Since the year 2000, more than 140 cities and counties (including the city of Sonoma in 2004) have implemented living wage laws affecting public sector workers and contractors. The “Fight for $15” campaign is coming soon to Sonoma County. A coalition of labor, faith, environmental and community organizations will hold a press conference on Monday, September 8 at 10 a.m. at the Glaser Center, (Unitarian Universalist Congregation at 547 Mendocino Ave., in Santa Rosa) to announce the living wage ordinance it plans to propose to the county’s Board of Supervisors this fall.
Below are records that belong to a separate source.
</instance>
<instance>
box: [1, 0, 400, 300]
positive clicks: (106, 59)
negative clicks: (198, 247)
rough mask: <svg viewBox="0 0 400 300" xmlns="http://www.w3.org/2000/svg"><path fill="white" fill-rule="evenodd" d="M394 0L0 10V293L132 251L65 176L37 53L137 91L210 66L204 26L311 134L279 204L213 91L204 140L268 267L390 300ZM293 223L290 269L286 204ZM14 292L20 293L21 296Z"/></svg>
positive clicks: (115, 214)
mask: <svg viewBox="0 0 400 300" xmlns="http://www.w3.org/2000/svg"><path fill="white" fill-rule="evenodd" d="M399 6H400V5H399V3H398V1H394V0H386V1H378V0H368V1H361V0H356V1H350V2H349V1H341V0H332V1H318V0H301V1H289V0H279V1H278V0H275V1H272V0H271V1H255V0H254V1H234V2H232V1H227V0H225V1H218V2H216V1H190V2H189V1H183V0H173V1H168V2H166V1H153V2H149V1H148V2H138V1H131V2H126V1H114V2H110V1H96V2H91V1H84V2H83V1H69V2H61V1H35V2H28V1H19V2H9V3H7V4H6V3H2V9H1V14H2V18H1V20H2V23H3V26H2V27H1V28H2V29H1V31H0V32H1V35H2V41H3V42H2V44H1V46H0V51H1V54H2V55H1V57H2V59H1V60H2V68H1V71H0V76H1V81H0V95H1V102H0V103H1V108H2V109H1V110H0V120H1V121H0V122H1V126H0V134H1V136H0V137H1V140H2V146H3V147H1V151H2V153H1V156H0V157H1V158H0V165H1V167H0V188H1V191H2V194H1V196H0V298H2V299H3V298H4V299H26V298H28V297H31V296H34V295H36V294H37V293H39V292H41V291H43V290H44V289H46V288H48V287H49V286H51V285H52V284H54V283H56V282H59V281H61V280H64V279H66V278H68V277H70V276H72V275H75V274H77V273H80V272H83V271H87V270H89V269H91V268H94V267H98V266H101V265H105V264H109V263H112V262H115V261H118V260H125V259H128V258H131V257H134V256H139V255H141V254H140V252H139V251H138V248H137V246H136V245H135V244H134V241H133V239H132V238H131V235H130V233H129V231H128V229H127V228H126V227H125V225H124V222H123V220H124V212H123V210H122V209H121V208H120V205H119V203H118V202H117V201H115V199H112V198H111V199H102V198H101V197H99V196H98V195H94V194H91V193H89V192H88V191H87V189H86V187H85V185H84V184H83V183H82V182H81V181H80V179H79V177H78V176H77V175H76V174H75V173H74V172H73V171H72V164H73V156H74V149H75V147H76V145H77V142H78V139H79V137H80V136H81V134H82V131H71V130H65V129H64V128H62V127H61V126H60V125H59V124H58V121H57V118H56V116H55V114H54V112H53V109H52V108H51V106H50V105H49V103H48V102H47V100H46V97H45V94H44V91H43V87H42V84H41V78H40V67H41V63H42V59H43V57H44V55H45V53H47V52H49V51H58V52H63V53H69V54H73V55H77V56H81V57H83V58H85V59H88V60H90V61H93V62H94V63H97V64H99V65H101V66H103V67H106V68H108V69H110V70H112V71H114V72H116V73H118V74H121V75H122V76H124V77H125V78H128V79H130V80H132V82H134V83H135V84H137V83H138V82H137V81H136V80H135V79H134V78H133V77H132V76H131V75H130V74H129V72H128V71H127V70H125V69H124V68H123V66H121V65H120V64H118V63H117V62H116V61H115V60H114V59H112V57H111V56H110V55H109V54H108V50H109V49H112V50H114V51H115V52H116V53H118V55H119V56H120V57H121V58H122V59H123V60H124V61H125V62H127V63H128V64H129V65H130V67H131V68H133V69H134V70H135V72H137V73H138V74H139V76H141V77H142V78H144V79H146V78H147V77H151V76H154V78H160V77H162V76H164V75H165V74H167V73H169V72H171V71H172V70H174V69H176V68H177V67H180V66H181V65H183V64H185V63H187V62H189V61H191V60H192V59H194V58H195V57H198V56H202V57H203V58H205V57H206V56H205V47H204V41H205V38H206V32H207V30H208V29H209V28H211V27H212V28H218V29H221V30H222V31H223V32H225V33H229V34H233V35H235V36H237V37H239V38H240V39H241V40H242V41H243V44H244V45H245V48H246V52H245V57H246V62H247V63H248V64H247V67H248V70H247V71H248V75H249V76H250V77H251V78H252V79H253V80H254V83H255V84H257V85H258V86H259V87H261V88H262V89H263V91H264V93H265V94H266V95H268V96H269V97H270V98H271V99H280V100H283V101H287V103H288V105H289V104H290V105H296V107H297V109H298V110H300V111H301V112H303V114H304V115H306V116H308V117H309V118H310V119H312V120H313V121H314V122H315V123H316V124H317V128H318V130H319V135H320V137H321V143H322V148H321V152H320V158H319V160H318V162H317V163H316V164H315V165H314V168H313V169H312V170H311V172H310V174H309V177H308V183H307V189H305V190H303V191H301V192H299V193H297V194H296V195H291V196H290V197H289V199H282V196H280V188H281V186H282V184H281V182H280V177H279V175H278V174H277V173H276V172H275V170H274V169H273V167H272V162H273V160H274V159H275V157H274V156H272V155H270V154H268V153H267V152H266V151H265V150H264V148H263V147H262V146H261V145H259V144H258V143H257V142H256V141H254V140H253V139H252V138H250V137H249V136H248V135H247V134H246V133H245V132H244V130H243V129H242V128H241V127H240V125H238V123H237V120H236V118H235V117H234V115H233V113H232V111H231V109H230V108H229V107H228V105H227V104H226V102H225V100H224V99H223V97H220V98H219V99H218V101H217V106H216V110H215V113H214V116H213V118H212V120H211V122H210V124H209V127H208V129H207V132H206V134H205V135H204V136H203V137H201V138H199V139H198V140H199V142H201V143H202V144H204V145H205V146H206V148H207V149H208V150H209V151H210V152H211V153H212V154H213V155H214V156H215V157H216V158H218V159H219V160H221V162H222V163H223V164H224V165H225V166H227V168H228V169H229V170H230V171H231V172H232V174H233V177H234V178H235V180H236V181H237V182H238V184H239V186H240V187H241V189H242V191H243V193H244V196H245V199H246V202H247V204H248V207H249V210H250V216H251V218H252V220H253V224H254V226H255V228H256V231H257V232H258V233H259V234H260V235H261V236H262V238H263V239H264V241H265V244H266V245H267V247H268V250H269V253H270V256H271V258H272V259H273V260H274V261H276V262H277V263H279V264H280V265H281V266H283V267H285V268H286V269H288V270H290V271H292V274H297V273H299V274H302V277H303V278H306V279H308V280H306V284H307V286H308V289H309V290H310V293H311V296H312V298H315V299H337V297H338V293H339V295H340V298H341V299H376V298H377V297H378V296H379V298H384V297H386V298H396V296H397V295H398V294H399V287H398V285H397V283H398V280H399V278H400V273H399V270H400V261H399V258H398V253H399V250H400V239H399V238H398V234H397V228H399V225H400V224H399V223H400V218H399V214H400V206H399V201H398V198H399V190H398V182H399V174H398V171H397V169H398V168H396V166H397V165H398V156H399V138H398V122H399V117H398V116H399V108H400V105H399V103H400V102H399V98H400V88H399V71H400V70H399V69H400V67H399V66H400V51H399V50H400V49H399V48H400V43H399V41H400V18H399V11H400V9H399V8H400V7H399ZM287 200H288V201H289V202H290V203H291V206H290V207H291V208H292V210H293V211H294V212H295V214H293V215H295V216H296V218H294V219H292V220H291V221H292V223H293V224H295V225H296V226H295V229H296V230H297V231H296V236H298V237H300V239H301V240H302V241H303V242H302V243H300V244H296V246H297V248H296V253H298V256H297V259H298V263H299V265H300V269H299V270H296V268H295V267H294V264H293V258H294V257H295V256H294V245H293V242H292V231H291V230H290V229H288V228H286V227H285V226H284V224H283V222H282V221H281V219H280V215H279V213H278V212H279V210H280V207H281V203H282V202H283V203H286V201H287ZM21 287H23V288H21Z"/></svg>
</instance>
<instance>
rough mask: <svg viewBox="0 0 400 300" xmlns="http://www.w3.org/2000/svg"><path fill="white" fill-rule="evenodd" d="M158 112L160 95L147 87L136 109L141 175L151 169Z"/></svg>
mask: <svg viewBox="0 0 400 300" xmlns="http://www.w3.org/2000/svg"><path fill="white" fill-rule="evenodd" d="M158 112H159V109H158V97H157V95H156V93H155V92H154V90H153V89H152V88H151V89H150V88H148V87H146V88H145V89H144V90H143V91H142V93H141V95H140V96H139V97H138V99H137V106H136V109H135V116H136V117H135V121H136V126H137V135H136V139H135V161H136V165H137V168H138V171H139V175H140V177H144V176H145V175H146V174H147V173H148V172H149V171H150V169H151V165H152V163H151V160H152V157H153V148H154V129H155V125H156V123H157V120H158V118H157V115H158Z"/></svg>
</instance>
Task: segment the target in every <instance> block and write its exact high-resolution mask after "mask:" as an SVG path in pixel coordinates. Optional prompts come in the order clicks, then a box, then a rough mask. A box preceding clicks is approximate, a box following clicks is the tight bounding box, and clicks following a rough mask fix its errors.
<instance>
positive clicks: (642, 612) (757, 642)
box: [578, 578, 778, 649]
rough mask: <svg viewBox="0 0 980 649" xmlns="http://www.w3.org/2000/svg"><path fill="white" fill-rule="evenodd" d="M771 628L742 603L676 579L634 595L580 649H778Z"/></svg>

Representatives from Sonoma County Conservation Action, Sierra Club, North Bay Jobs with Justice, North Bay Labor Council, SEIU 1021, and clergy from local congregations will be on hand to launch the county living wage ordinance. Representatives from three Sonoma County cities that have already passed living wage ordinances (David Glass, City of Petaluma mayor; Sarah Gurney, City of Sebastopol councilmember; Ken Brown, City of Sonoma councilmember) will speak to the press.
Despite all the many hardships that so many low-income citizens are bearing day-to-day, we do have cause to celebrate this year in the true spirit of Labor Day. As the old union slogan says: “Don’t mourn, organize!”